Thursday, 23 August 2007

one moment in time

In the crazyness of the path I've plotted for myself, with all thats going on, I find little time to attend to the other, more equally important things that are as equally important to me. Strangely enough, this other thing is tied to the core of who and what I am. But for now, there are other things that are more immediate and can not wait - that I must attend to. As hard as it is for me not to have a balance, it's something I have to cope with until it's the right time for me to turn to this other thing I've pushed back.

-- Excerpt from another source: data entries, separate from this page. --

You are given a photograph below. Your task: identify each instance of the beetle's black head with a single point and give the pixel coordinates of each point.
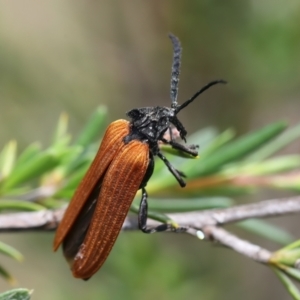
(150, 123)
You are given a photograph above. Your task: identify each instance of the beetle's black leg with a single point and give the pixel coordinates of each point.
(143, 215)
(177, 174)
(187, 149)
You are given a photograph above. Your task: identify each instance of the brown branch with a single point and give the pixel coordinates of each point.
(49, 219)
(241, 246)
(201, 224)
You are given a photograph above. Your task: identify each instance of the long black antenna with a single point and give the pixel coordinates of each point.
(175, 69)
(178, 108)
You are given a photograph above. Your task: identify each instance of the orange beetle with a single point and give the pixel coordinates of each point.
(123, 165)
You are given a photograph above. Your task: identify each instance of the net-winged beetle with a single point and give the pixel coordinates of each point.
(123, 164)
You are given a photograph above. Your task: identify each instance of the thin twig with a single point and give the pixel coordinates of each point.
(237, 244)
(49, 219)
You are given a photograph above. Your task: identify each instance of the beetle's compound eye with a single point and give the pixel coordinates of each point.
(134, 114)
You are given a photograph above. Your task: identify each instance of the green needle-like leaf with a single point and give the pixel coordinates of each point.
(33, 169)
(19, 205)
(6, 275)
(189, 204)
(10, 251)
(29, 153)
(277, 144)
(287, 282)
(7, 158)
(16, 294)
(236, 149)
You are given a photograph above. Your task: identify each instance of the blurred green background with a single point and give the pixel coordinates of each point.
(71, 56)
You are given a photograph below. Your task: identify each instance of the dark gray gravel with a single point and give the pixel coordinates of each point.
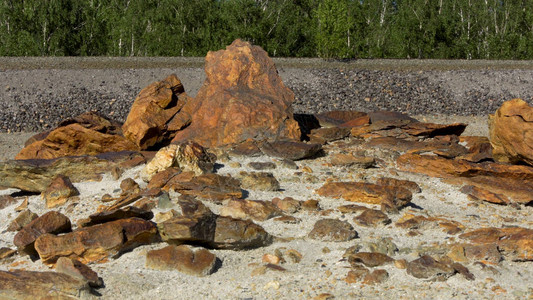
(36, 99)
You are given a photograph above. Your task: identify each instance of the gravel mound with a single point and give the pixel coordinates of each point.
(37, 99)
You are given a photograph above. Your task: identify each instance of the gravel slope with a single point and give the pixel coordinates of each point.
(36, 93)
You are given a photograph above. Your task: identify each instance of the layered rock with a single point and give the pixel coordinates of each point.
(157, 113)
(88, 134)
(511, 132)
(243, 97)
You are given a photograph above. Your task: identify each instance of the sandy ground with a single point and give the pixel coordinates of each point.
(321, 270)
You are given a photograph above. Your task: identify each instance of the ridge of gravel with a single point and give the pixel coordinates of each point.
(36, 99)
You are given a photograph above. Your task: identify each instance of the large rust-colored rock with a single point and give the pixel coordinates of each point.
(366, 192)
(516, 243)
(29, 285)
(242, 97)
(157, 113)
(511, 132)
(51, 222)
(95, 243)
(35, 175)
(199, 262)
(74, 140)
(513, 181)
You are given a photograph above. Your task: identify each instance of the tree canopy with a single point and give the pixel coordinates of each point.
(468, 29)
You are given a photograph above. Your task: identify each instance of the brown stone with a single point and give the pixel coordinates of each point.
(376, 277)
(183, 258)
(6, 200)
(129, 186)
(338, 117)
(477, 194)
(23, 219)
(370, 259)
(243, 97)
(349, 160)
(511, 132)
(152, 111)
(366, 193)
(332, 230)
(21, 284)
(287, 204)
(407, 184)
(259, 181)
(260, 166)
(427, 267)
(95, 243)
(58, 192)
(515, 243)
(372, 218)
(116, 214)
(514, 181)
(78, 270)
(186, 156)
(36, 175)
(326, 135)
(51, 222)
(75, 140)
(213, 187)
(6, 252)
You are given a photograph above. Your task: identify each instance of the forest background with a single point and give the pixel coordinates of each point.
(344, 29)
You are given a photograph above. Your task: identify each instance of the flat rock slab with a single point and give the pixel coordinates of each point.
(196, 262)
(41, 285)
(35, 175)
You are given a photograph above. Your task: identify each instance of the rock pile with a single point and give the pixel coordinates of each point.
(244, 110)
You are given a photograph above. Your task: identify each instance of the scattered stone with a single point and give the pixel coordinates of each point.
(332, 230)
(426, 267)
(406, 184)
(213, 187)
(129, 187)
(349, 160)
(186, 156)
(294, 256)
(326, 135)
(370, 259)
(6, 252)
(242, 97)
(6, 200)
(51, 222)
(254, 209)
(198, 262)
(366, 193)
(36, 175)
(260, 166)
(376, 277)
(287, 205)
(156, 113)
(76, 139)
(290, 149)
(260, 181)
(477, 194)
(78, 270)
(95, 243)
(515, 243)
(116, 214)
(372, 218)
(511, 132)
(239, 234)
(59, 191)
(23, 219)
(20, 284)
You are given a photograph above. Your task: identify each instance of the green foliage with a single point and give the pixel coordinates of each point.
(489, 29)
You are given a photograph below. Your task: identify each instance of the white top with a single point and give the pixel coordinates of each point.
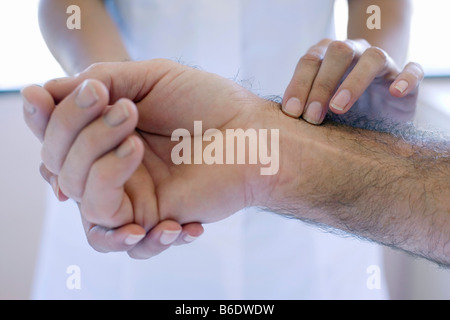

As exhausted as I am, both physically and mentally at the end of each day, still my thoughts turn inwards to that which I'm setting aside and there are times that it keeps me up - a lingering pestering presence in my consciousness, creeping in my soul, as I try to drift into an exhausted sleep. As frustrating as this is, it'll have to wait.

I don't know if this blog thing will appease it, hopefully it will, because the sleepless nights are starting to wear me down.

I've also started to write stuff. I don't really know what to call it. I don't really see my writing as a poem or anything of that sort. That stuff just seems to flow out from inside of me. Irritating at times because the need to write overcomes me and all thought and concentration on an essay I'm trying to write, a journal article I'm trying to read, an assignment I'm trying to finish is pushed back and put on hold. And I find myself writing, semi conscious of the content that I'm writing. Unsure and at times scared at the depth of emotions that I feel as I read what I've written. For what it's worth, I'm sure it'll help me figure things out, when I come back to this place. When I've taken care of the things that I need to take care of that were immediate.

For now, I continue on this path. Crammed to the core with things to keep me busy in the hopes that I'm too busy to be thinking about how lonely I am at times. Hoping against hope, that some of the things I've substituted, will give me some semblance of the "balance" that I know I need, but for now must wait.